LavaLampPlot
instructions, python and R code for generating lava lamp plots of kmer coverage
Install / Use
/learn @wrf/LavaLampPlotREADME
lavaLampPlot
Instructions, python and R code for generating lava lamp plots of kmer coverage as the kmers themselves, or based on kmer-coverage averages on the raw reads.
This tool was used in the analysis of the Hoilungia hongkongensis genome (Figure S2). It is unlikely I will make a dedicated paper, so if these scripts are used, please cite the paper:
Eitel, M., Francis, W.R., Varoqueaux, F., Daraspe, J., Osigus, H-J., Krebs, S., Vargas, S., Blum, H., Williams, G.A., Schierwater, B., Wörheide, G. (2018) Comparative genomics and the nature of placozoan species. PLoS Biology 16(7):e2005359.
Contents:
- Dependencies
- Operation to make kmer or read-based lavalamp plots
- Blob plots for metagenomes
- Shiny app for interactive binning
- Usage tips including suggestions on data display
- Troubleshooting
Overview
This includes a few scripts to generate a "lava lamp" plot of kmer coverage separated by GC content of the kmers. This is a heat-map of frequency of reads or kmers with a particular coverage and GC content, giving a sense of the coverage of the target species and any symbionts or contaminants.
Such plots were intended for use on metagenomic data (whole-genome shotgun, not amplicon), and can be generated with raw data, meaning that no assembly or other processing of the reads is needed. This is usually sufficient to reveal heterozygosity (for eukaryotes) or the presence of symbionts with very different GC content than the host, and instruct whether to even use the data or not. For instance, distinct "spots" suggest an good extraction, while a smear would suggest that there were some biases in the extraction or sequencing and that assembly may be highly problematic.
Below is an example plot from Hydra vulgaris SRR1032106 using a kmer of 31. The putative symbiont is visible in the plot with a high GC content. The second plot counts based on GC of the full read and median coverage kmers in that read, rather than the kmers alone.

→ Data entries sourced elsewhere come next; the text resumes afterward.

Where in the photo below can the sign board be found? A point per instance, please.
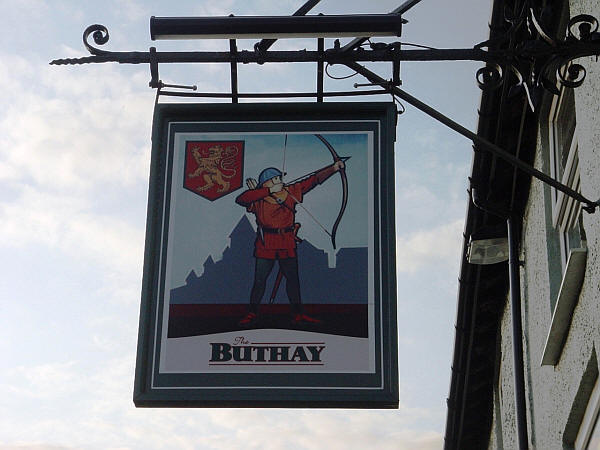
(269, 274)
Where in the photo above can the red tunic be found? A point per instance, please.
(271, 216)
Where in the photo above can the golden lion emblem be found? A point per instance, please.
(216, 168)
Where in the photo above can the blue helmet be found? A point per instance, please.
(267, 174)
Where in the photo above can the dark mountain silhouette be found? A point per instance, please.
(229, 280)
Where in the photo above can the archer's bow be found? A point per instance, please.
(342, 172)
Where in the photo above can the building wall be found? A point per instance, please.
(557, 395)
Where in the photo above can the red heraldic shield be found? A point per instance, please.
(213, 169)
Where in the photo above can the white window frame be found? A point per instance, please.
(565, 210)
(590, 420)
(565, 215)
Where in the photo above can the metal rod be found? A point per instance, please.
(265, 44)
(517, 333)
(320, 48)
(483, 143)
(240, 27)
(233, 51)
(330, 56)
(275, 94)
(357, 42)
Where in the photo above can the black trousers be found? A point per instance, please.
(262, 270)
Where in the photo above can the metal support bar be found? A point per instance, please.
(357, 42)
(320, 49)
(265, 44)
(483, 143)
(275, 94)
(233, 51)
(241, 27)
(331, 56)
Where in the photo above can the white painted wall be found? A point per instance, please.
(552, 391)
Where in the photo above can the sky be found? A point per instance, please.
(74, 165)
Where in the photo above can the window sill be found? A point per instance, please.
(565, 304)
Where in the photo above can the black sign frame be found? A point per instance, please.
(374, 388)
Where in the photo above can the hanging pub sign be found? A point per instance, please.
(269, 274)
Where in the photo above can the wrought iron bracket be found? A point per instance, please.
(536, 62)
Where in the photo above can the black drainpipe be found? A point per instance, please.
(515, 304)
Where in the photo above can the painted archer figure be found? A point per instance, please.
(274, 205)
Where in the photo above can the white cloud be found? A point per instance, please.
(439, 246)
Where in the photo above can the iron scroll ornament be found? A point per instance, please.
(342, 173)
(540, 60)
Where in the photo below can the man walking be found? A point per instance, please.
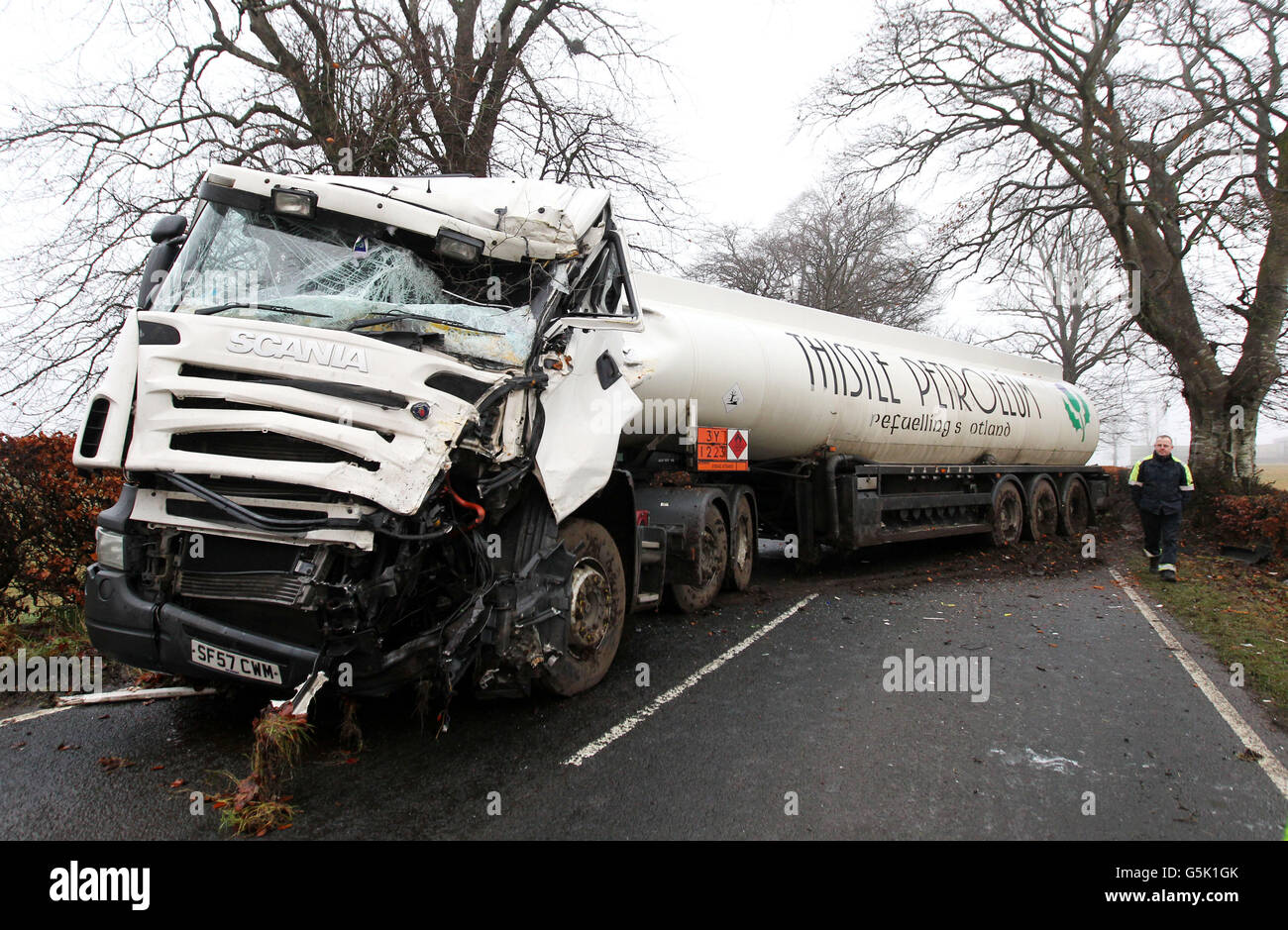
(1159, 487)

This is conceptually similar to what is done in the "blob" plots by blobtools, (paper by Kumar et al 2013) though that process makes use of assembled contigs while this one considers the raw reads directly. However, instructions for generating such plots are also below. Some assemblers output contig coverage information with the contigs, and these can be used without mapping the reads.

When making such plots for metagenomics, be aware of the implications of contig coverage for many potential analyses. The coverage is calculated by reads per base, but for the blobs, should reflect the relative number of copies of contigs or chromosomes. For something like a bacterial sample, this could be considered to be a relative counts of cells.

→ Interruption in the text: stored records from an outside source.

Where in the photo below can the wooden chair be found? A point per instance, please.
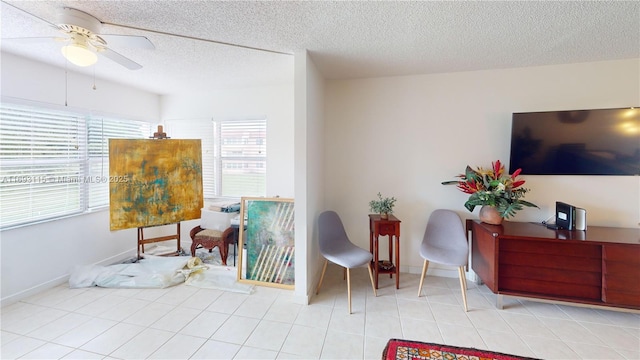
(208, 239)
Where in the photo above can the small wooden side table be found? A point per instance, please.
(385, 227)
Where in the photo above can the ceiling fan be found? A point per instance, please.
(84, 40)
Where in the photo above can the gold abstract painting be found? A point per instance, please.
(269, 240)
(158, 182)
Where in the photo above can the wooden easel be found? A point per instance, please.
(142, 241)
(160, 134)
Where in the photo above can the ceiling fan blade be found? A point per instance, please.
(131, 41)
(120, 59)
(34, 40)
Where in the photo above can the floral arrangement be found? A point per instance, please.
(493, 187)
(382, 205)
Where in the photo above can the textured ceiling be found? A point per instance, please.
(345, 39)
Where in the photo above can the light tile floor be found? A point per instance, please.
(185, 322)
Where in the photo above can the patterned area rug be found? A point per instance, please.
(397, 349)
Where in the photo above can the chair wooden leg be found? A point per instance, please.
(373, 284)
(349, 288)
(424, 272)
(324, 268)
(463, 285)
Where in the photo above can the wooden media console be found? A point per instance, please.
(599, 266)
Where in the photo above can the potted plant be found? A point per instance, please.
(499, 193)
(382, 206)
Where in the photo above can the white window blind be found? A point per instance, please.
(99, 131)
(234, 154)
(42, 155)
(55, 163)
(241, 157)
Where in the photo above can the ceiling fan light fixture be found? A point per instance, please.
(78, 54)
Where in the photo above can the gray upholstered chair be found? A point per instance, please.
(445, 242)
(336, 247)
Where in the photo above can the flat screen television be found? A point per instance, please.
(580, 142)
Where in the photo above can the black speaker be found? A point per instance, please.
(565, 216)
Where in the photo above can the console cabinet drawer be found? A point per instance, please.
(551, 269)
(621, 275)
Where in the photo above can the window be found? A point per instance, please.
(55, 163)
(234, 154)
(242, 159)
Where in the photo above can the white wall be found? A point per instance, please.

Mapping the original reads back to the assembled contigs should make a mostly even coverage within each scaffold. The raw total counts per gene or per contig will vary by the length, and therefore must be normalized in order to be meaningful (such normalization is already expressed by the coverage). For example, if two bacterial species had equal abundance, but one has a genome 2x larger than the other, this will account for 2x the number of reads, even if the coverage is the same.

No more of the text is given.